Student loans - a life sentence
Forget about getting married and buying a home. This generation is thinking about next month's payment.
By Christian Zappone, CNNMoney.com staff writer
May 1, 2006: 4:25 PM EDT
NEW YORK (CNNMoney.com) - Mayrose Wegmann, 25, should have been starting on her dream career as a political consultant by now. And saving toward her first home.
Instead, Wegmann, who graduated with a degree in political science and journalism from the University of Iowa in 2004 and moved to Washington, D.C., is working at a non-profit because it pays significantly more than entry-level politics work. And she won't even consider buying a home for several more years.
In fact, she won't consider much except how to meet the $300 a month she owes on her $34,000 student loan balance.
"The school debt makes you decide [about your career] based on the money factor. Not based on what you want to do," said Wegmann.
The Class of 2006, set to graduate this month, will soon be in the same boat.
Approximately two-thirds of all students use loans to pay for their higher education, according to the Center for Economic and Policy Research. The average debt is $15,500 for public schools and $24,600 for private – many students rack up even more on their credit cards.
Call it a reverse dowry: college debt diverts careers and delays or impedes graduates' plans to get married, buy a home or even to start a family. The effects can last years.
A 22-year old student graduating this year who consolidates their $40,000 loan at 6.125 percent will need to pay $243 a month...until they're 52. By that time, they will have paid $47,494 in interest alone.
A reverse dowry
"My student loan debt is my biggest source of stress in my life at the moment," said Steve Desroches, a 2002 graduate from Columbia University's Graduate School of Journalism. "I live paycheck to paycheck."
The degree left Desroches, who works for a newspaper on Cape Cod, $50,000 in debt with no savings. He's unable to buy a needed car or to even think about entering Massachusetts's "out of control" real estate market.

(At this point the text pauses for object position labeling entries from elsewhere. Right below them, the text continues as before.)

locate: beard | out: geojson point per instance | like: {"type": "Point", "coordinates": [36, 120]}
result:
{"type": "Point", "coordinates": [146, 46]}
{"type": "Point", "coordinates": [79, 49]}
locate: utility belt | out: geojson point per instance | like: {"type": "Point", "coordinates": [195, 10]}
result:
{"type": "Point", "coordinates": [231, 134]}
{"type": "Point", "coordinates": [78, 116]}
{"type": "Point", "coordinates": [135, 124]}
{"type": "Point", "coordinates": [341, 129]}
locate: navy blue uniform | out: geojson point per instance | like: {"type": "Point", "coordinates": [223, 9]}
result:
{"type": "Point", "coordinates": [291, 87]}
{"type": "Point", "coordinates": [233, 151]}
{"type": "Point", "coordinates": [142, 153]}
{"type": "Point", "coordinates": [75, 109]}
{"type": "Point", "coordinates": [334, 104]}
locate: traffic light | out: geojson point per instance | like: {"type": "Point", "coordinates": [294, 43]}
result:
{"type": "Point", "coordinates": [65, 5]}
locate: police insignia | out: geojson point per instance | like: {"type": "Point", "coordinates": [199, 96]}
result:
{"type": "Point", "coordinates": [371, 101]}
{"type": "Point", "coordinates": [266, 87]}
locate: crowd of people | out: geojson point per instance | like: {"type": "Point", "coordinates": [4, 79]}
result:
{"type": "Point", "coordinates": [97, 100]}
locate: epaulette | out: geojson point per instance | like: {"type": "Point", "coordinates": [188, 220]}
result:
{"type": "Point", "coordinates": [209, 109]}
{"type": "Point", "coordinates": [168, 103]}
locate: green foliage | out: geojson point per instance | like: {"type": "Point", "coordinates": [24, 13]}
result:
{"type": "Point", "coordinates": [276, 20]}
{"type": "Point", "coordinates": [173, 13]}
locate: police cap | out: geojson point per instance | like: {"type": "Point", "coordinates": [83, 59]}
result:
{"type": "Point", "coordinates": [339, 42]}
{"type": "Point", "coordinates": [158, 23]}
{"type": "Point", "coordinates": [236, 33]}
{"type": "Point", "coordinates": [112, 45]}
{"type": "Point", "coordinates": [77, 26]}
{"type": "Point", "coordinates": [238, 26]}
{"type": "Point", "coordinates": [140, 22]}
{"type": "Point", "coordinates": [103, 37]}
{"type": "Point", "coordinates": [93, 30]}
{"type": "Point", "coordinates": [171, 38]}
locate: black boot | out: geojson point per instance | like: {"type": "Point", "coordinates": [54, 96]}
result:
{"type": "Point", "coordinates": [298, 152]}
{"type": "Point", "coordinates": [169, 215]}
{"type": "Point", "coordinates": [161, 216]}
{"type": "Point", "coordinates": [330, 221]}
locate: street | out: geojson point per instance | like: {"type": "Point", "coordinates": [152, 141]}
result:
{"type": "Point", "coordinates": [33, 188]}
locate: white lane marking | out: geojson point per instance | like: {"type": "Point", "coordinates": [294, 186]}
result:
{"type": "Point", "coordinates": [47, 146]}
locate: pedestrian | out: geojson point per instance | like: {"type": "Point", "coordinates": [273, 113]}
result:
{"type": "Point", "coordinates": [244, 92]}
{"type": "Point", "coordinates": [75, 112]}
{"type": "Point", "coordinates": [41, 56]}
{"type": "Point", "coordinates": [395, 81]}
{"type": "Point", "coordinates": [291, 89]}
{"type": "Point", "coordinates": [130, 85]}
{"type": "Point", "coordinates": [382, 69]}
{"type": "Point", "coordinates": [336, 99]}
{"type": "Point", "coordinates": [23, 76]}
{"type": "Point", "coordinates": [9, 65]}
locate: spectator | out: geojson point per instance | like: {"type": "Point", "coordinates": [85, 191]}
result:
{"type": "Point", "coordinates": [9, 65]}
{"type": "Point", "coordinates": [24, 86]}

The repayments were so financially restrictive he briefly considered declaring bankruptcy, until he learned it wouldn't affect his student loans because they're federally guaranteed.
"My feelings about my degree now? My graduate education was invaluable [to my career], but it wasn't worth $50,000, or more accurately, it isn't worth the debt. My options are definitely limited."
Christine Moellenberndt of Sacramento, California has given up on the idea of owning a home, at least anytime in the next 10-15 years. She graduated last June from the University of California, Santa Cruz with a degree in anthropology, and moved back in with her mother when she realized not doing so would mean living paycheck to paycheck with no chance of paying down her debts.
"That $675 I could be spending in rent could also be a good chunk of a credit card payment, or a huge payment for my student loans. I see that as a bit of a better investment than living on my own and struggling paycheck to paycheck."
Moellenberndt says at least half her monthly income working at a state regulatory agency goes to pay off her $18k in federal student loans. And although the debt is daunting, her plans to become a community college professor call for an advanced degree...hiking her debt in the future.
A growing issue for the economy and society
The cumulative effect of such student debt on graduates is unclear, although few would argue that its impact will be positive for the graduates, the economy or society.
"We've never done this to a generation of young people before," said Dr. Heather Boushey, Senior Economist at the progressive Center for Economic and Policy Research. "We've never put a generation in their 20s in debt they can't get out of before they started their work life."
"The normal approach in any healthy society is to help young married couples get started in life through marital gifts, dowries, and the like," Allan Carlson of the socially-conservative Howard Center for Family, Religion, and Society said.
"We now burden many young adults with student debt, sometimes massive in nature; the price being paid includes marriages delayed or foregone and fewer children. This is foolish public policy."

2006-07-06 00:47:40 · answer #6 · answered by Mark W 5 · 0 0

my son just got one......SallieMae, easy to get and works with you!!